La iniciativa, conocida como Ley Penal Anticorrupción, fue tratada el miércoles pasado en una reunión conjunta de las comisiones de Legislación Penal y Justicia y, según voceros del parlamento, es muy probable que sea aprobada en la cámara antes de que termine el mundial de fútbol.
¿Cuáles son los puntos esenciales de la Ley Penal Anticorrupción?
Hasta el momento no existen penas específicas para casos de corrupción en el Código Penal, con lo cual este proyecto ya es un gran avance en ese sentido. Con la nueva ley, todo aquel que administre bienes públicos, sea un funcionario o una entidad privada, deberá responder ante el hecho de corrupción. El culpable podrá ser castigado penal y económicamente, según la gravedad del hecho.
Si se trata de un funcionario público, la pena se evaluará además según el cargo y en ningún caso el delito podrá ser excarcelable. En cuanto a los años de prisión que les corresponderá a los culpables, todavía existen disidencias. Desde defiéndase.com, nos inclinamos hacia la postura que pide penas similares a las que les corresponde a los homicidas según el Código Penal: de 8 a 25 años.
Existen, además, otros dos puntos del proyecto que generan controversia: el decomiso de los bienes con que se haya beneficiado el imputado y la nueva figura del arrepentido, según la cual podría reducirse la condena a aquellos que decidan brindar información esencial para evitar casos de corrupción.
¿A qué se considera corrupción?
Se considera corrupción al delito de soborno o de cohecho, es decir, de aceptar sobornos.

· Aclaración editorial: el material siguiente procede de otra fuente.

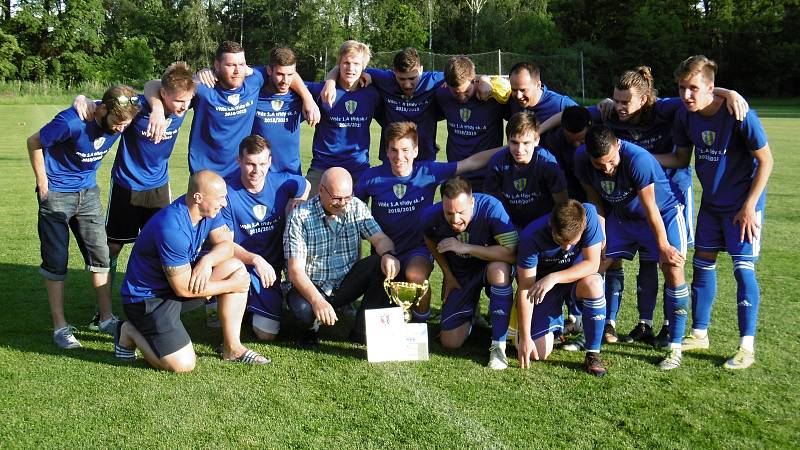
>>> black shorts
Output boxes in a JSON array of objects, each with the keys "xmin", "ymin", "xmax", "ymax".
[
  {"xmin": 106, "ymin": 181, "xmax": 170, "ymax": 244},
  {"xmin": 122, "ymin": 298, "xmax": 192, "ymax": 358}
]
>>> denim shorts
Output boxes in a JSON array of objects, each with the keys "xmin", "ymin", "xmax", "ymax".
[{"xmin": 36, "ymin": 186, "xmax": 109, "ymax": 281}]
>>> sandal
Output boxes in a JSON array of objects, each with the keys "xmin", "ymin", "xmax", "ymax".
[{"xmin": 231, "ymin": 348, "xmax": 272, "ymax": 366}]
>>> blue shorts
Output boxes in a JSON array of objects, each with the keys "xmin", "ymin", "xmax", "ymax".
[
  {"xmin": 442, "ymin": 263, "xmax": 516, "ymax": 331},
  {"xmin": 247, "ymin": 267, "xmax": 283, "ymax": 334},
  {"xmin": 531, "ymin": 283, "xmax": 577, "ymax": 339},
  {"xmin": 696, "ymin": 206, "xmax": 764, "ymax": 261},
  {"xmin": 606, "ymin": 204, "xmax": 688, "ymax": 261}
]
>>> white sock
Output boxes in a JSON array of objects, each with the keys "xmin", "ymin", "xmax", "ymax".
[{"xmin": 739, "ymin": 336, "xmax": 756, "ymax": 352}]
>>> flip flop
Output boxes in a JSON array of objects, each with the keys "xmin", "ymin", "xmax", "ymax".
[{"xmin": 230, "ymin": 348, "xmax": 272, "ymax": 366}]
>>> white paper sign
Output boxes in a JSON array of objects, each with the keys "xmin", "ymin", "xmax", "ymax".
[{"xmin": 364, "ymin": 307, "xmax": 428, "ymax": 362}]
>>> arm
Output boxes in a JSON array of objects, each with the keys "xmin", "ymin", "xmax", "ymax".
[
  {"xmin": 367, "ymin": 232, "xmax": 400, "ymax": 280},
  {"xmin": 733, "ymin": 145, "xmax": 774, "ymax": 242},
  {"xmin": 638, "ymin": 183, "xmax": 684, "ymax": 267},
  {"xmin": 516, "ymin": 266, "xmax": 539, "ymax": 369},
  {"xmin": 27, "ymin": 131, "xmax": 49, "ymax": 201},
  {"xmin": 286, "ymin": 258, "xmax": 338, "ymax": 325},
  {"xmin": 456, "ymin": 147, "xmax": 505, "ymax": 175}
]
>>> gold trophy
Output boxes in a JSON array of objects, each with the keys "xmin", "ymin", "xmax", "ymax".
[{"xmin": 383, "ymin": 278, "xmax": 428, "ymax": 322}]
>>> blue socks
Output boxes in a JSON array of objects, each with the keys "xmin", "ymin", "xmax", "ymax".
[
  {"xmin": 581, "ymin": 297, "xmax": 606, "ymax": 352},
  {"xmin": 733, "ymin": 258, "xmax": 761, "ymax": 336},
  {"xmin": 489, "ymin": 284, "xmax": 514, "ymax": 342},
  {"xmin": 692, "ymin": 256, "xmax": 717, "ymax": 330}
]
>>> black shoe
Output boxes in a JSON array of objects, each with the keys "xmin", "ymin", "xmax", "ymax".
[
  {"xmin": 603, "ymin": 323, "xmax": 619, "ymax": 344},
  {"xmin": 583, "ymin": 352, "xmax": 606, "ymax": 377},
  {"xmin": 622, "ymin": 322, "xmax": 656, "ymax": 344},
  {"xmin": 300, "ymin": 330, "xmax": 319, "ymax": 348},
  {"xmin": 653, "ymin": 325, "xmax": 669, "ymax": 348}
]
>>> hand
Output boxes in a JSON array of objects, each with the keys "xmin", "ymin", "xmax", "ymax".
[
  {"xmin": 733, "ymin": 205, "xmax": 761, "ymax": 242},
  {"xmin": 197, "ymin": 68, "xmax": 217, "ymax": 88},
  {"xmin": 658, "ymin": 245, "xmax": 686, "ymax": 267},
  {"xmin": 442, "ymin": 274, "xmax": 461, "ymax": 303},
  {"xmin": 72, "ymin": 94, "xmax": 97, "ymax": 121},
  {"xmin": 311, "ymin": 299, "xmax": 339, "ymax": 326},
  {"xmin": 358, "ymin": 70, "xmax": 372, "ymax": 87},
  {"xmin": 725, "ymin": 91, "xmax": 750, "ymax": 122},
  {"xmin": 517, "ymin": 331, "xmax": 539, "ymax": 369},
  {"xmin": 381, "ymin": 254, "xmax": 400, "ymax": 280},
  {"xmin": 319, "ymin": 80, "xmax": 336, "ymax": 106},
  {"xmin": 303, "ymin": 99, "xmax": 320, "ymax": 127},
  {"xmin": 436, "ymin": 238, "xmax": 469, "ymax": 255},
  {"xmin": 253, "ymin": 256, "xmax": 278, "ymax": 288},
  {"xmin": 597, "ymin": 98, "xmax": 614, "ymax": 122},
  {"xmin": 146, "ymin": 107, "xmax": 167, "ymax": 144},
  {"xmin": 189, "ymin": 258, "xmax": 214, "ymax": 294},
  {"xmin": 528, "ymin": 275, "xmax": 557, "ymax": 305}
]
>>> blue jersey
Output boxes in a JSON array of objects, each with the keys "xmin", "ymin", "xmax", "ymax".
[
  {"xmin": 353, "ymin": 161, "xmax": 458, "ymax": 254},
  {"xmin": 111, "ymin": 95, "xmax": 185, "ymax": 191},
  {"xmin": 221, "ymin": 172, "xmax": 308, "ymax": 271},
  {"xmin": 121, "ymin": 195, "xmax": 225, "ymax": 303},
  {"xmin": 252, "ymin": 87, "xmax": 303, "ymax": 175},
  {"xmin": 483, "ymin": 147, "xmax": 567, "ymax": 230},
  {"xmin": 308, "ymin": 83, "xmax": 381, "ymax": 173},
  {"xmin": 436, "ymin": 87, "xmax": 508, "ymax": 178},
  {"xmin": 673, "ymin": 104, "xmax": 767, "ymax": 213},
  {"xmin": 541, "ymin": 127, "xmax": 586, "ymax": 202},
  {"xmin": 587, "ymin": 97, "xmax": 692, "ymax": 192},
  {"xmin": 517, "ymin": 203, "xmax": 605, "ymax": 279},
  {"xmin": 510, "ymin": 85, "xmax": 578, "ymax": 123},
  {"xmin": 189, "ymin": 67, "xmax": 265, "ymax": 178},
  {"xmin": 39, "ymin": 108, "xmax": 120, "ymax": 192},
  {"xmin": 575, "ymin": 140, "xmax": 678, "ymax": 219},
  {"xmin": 366, "ymin": 69, "xmax": 444, "ymax": 161},
  {"xmin": 420, "ymin": 194, "xmax": 518, "ymax": 281}
]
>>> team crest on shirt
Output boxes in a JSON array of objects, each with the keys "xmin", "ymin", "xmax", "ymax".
[
  {"xmin": 253, "ymin": 205, "xmax": 267, "ymax": 220},
  {"xmin": 458, "ymin": 108, "xmax": 472, "ymax": 122},
  {"xmin": 700, "ymin": 130, "xmax": 717, "ymax": 147},
  {"xmin": 392, "ymin": 184, "xmax": 406, "ymax": 200}
]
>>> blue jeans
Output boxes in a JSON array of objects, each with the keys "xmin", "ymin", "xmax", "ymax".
[{"xmin": 36, "ymin": 186, "xmax": 109, "ymax": 281}]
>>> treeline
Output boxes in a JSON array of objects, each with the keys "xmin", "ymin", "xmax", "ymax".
[{"xmin": 0, "ymin": 0, "xmax": 800, "ymax": 96}]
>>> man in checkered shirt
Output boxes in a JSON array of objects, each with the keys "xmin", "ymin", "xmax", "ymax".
[{"xmin": 283, "ymin": 167, "xmax": 400, "ymax": 346}]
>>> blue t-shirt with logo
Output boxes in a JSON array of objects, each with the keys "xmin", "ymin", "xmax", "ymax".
[
  {"xmin": 517, "ymin": 203, "xmax": 605, "ymax": 279},
  {"xmin": 353, "ymin": 161, "xmax": 458, "ymax": 254},
  {"xmin": 366, "ymin": 68, "xmax": 444, "ymax": 161},
  {"xmin": 483, "ymin": 147, "xmax": 567, "ymax": 230},
  {"xmin": 252, "ymin": 87, "xmax": 303, "ymax": 175},
  {"xmin": 420, "ymin": 194, "xmax": 518, "ymax": 281},
  {"xmin": 575, "ymin": 140, "xmax": 678, "ymax": 220},
  {"xmin": 39, "ymin": 108, "xmax": 120, "ymax": 192},
  {"xmin": 308, "ymin": 83, "xmax": 381, "ymax": 174},
  {"xmin": 121, "ymin": 195, "xmax": 225, "ymax": 303},
  {"xmin": 221, "ymin": 172, "xmax": 308, "ymax": 271},
  {"xmin": 189, "ymin": 67, "xmax": 265, "ymax": 178},
  {"xmin": 673, "ymin": 104, "xmax": 767, "ymax": 214},
  {"xmin": 111, "ymin": 95, "xmax": 185, "ymax": 191}
]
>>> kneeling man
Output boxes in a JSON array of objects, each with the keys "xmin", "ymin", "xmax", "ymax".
[{"xmin": 114, "ymin": 170, "xmax": 270, "ymax": 372}]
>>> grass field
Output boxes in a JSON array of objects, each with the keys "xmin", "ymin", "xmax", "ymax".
[{"xmin": 0, "ymin": 102, "xmax": 800, "ymax": 448}]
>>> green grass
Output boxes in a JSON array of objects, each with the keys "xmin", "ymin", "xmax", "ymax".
[{"xmin": 0, "ymin": 103, "xmax": 800, "ymax": 448}]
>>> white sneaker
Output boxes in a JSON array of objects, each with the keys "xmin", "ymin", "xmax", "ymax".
[
  {"xmin": 486, "ymin": 344, "xmax": 508, "ymax": 370},
  {"xmin": 53, "ymin": 324, "xmax": 82, "ymax": 350},
  {"xmin": 722, "ymin": 347, "xmax": 756, "ymax": 370}
]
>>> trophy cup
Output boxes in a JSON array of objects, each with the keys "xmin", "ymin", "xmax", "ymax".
[{"xmin": 383, "ymin": 278, "xmax": 428, "ymax": 322}]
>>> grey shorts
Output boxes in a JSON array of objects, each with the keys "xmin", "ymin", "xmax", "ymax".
[{"xmin": 36, "ymin": 186, "xmax": 109, "ymax": 281}]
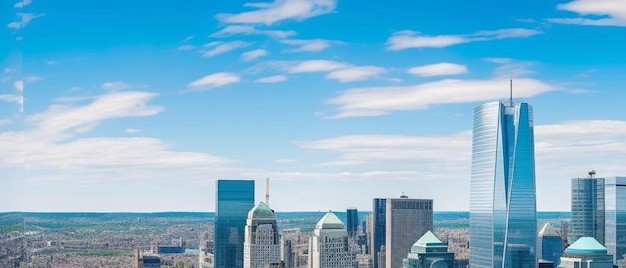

Pero nunca a los malos resultados de las gestiones políticas. En términos jurídicos, se utilizan los términos “negligencia” para aquel que obra descuidadamente y “dolo” para el que obra con intención.
¿Cuál es el nivel de corrupción en Argentina?
Según el Índice de Percepción de la Corrupción (IPC) que elabora todos los años Transparencia Internacional (TI), en 2009 Argentina descendió cuatro puestos y quedó ubicada en el número 109 de un total de 180 países evaluados. En una escala del 1 al 10, donde el puntaje máximo correspondería a un ideal de país sin corrupción, Argentina sumó sólo 2,9 puntos, muy por debajo de vecinos como Chile (6,9), Uruguay (6,9) o Brasil (3,5).
A pesar de que, como lo dice su nombre, este índice se basa en la “percepción” de expertos, académicos y empresarios y no a una cifra calculada a partir de casos reales, los datos parecen reflejar bastante bien la situación del país.
Según un informe dado a conocer por Poder Ciudadano a fines del año pasado, entre 1980 y 2007, Argentina perdió por la corrupción de sus funcionarios 13.000 millones de dólares y sólo el 5 por ciento de los 750 casos estudiados recibieron una condena.
¿Qué son las convenciones internacionales anticorrupción? ¿Argentina participa?
Las convenciones internacionales anticorrupción son acuerdos para que los países miembros se comprometan a adecuar, en la medida de lo posible, sus estructuras jurídicas a determinados estándares acordados en conjunto.
Argentina es actualmente miembro pleno de dos de las convenciones más importantes sobre el tema: la Convención de las Naciones Unidas contra la Corrupción (2003) y la Convención Interamericana contra la Corrupción (1996). Sin embargo, nunca se dedicó a plasmar las normas internacionales en su Código Penal. ¿La sanción de la nueva Ley Penal Anticorrupción será el primer paso?